Key concepts and architecture

This topic explains key concepts and architecture of CelerData Cloud Serverless to help you quickly understand this product.

CelerData Cloud Serverless is offered in two editions: Standard Edition and Premium Edition.

  • Standard Edition is designed as a query engine for data lakehouses. It does not provide any managed storage. Customer data is stored in the object store within their AWS account.
  • Premium Edition adds managed storage to Standard Edition. It can be used as a query engine as well as an analytical database. Premium Edition enables data ingestion from data lakehouses and the use of persistent materialized views to accelerate queries.

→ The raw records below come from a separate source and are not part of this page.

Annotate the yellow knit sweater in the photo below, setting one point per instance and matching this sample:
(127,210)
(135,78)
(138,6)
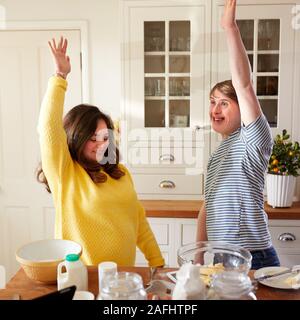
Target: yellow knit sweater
(105,218)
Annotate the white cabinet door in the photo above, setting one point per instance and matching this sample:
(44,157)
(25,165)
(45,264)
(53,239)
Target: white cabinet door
(163,230)
(26,209)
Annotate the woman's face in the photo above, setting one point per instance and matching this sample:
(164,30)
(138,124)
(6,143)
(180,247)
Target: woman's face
(96,146)
(224,114)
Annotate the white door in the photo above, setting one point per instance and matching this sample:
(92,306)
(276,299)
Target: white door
(26,209)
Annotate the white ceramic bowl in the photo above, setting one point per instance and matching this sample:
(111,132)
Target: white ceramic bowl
(39,259)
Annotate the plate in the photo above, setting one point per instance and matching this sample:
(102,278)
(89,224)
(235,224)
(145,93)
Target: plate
(285,281)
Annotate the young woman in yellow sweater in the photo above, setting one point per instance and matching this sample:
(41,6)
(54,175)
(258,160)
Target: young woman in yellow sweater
(95,201)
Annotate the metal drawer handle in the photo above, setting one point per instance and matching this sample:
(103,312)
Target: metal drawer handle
(287,237)
(165,157)
(166,184)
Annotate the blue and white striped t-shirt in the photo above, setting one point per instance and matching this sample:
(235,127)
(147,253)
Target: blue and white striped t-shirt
(234,187)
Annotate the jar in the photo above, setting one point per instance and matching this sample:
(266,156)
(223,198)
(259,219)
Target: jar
(231,285)
(76,273)
(123,286)
(105,269)
(189,285)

For the difference between features provided by these two editions, see Software editions.

Fully managed

CelerData Cloud Serverless is an easy-to-use, fully-managed data analytics platform built on top of StarRocks. It delivers a user-friendly SQL processing and blazingly fast data analytics experience, enabling you to query your data wherever it lives (data lake, Kafka, or anywhere else). You can concentrate on data analytics while CelerData will take care of the rest.

In this fully managed data analytics platform:

  • All compute resources (also referred to as warehouses in CelerData) are provided by the virtual machines within each CelerData cloud account. You do not need to provision any hardware. What's more, CelerData offers high scalability which enables you to start, stop, and scale compute resources all on demand.
  • All storage resources are provided by the object storage within each CelerData cloud account. Storage resources are independently scaled without affecting ongoing computing workloads. Please note that Standard Edition does not provide managed storage.
  • All software O&M operations, such as StarRocks version upgrades and service restarts, are handled smoothly by CelerData on behalf of the users.

In addition to storage and compute resources, other components on which CelerData depends are also provisioned in the cloud.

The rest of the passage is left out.